Does Kdenlive need Nvidia CUDA installed for GPU rendering under Linux?

This question was put here already and in my sight, there has not been a sufficient answer. I did some search in the web and I found this: https://forum.endeavouros.com/t/kdenlive-needs-cuda-package-to-use-gpu-acceleration/36769
They are telling, it would be a must to install the complete CUDA package for GPU rendering in Kdenlive.

Before to find an answer, we should state, what kind of installation Kdenlive is: Is it installed as a normal package or as flatpak or as appimage?
As I have experienced some difficulties, I have installed Kdenlive as flatpak on my Manjaro-XFCE-Linux. And I am using a Nvidia Geforce GTX1650 4 GB RAM and an Intel HD 630 Graphics, which is integrated in my i5-7400 CPU. The RAM of my PC is 16 GB.

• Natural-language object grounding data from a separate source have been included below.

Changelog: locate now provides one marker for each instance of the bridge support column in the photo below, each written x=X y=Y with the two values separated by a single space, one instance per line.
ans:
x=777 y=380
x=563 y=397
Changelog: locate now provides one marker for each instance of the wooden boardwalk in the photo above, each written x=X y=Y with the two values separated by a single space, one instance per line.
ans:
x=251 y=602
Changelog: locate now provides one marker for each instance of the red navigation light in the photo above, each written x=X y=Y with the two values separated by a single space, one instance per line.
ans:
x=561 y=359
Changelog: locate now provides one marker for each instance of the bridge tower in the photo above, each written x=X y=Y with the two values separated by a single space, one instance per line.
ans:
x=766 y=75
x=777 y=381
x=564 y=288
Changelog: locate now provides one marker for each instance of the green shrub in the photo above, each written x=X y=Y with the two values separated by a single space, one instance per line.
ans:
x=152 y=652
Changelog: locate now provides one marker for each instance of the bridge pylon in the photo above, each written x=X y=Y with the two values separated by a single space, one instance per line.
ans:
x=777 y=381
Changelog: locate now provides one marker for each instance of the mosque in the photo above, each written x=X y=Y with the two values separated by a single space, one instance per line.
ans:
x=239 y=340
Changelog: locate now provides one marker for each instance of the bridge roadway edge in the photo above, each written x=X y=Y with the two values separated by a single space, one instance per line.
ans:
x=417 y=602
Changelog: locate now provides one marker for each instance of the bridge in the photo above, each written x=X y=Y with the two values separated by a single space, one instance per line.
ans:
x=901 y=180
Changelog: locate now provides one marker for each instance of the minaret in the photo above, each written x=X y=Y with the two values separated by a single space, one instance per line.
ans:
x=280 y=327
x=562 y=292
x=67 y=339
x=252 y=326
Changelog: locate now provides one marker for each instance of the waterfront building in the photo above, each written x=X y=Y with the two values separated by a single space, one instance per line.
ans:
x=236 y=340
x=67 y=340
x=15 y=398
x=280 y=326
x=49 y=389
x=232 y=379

About one year ago, I experienced a usage of about 15% til 20% of the GPU video power, when rendering with the experimental NVENC H264 encoder, which resulted in an increased rendering speed of up to 40% related to CPU rendering.

Actually, on the same computer system, I am running Kdenlive 23.04.2 as flatpack, no CUDA installed. And now, I can choose NVENC H264 encoder for rendering, but it won’t use the video part of the GPU / graphic card.
As I actually have to work with three 1080p video files, about 16GB each, I have to use proxy rendering. And I want to do this also with GPU video rendering.

My questions:
If I keep this configuration, will I be able to use GPU video rendering after installing CUDA package?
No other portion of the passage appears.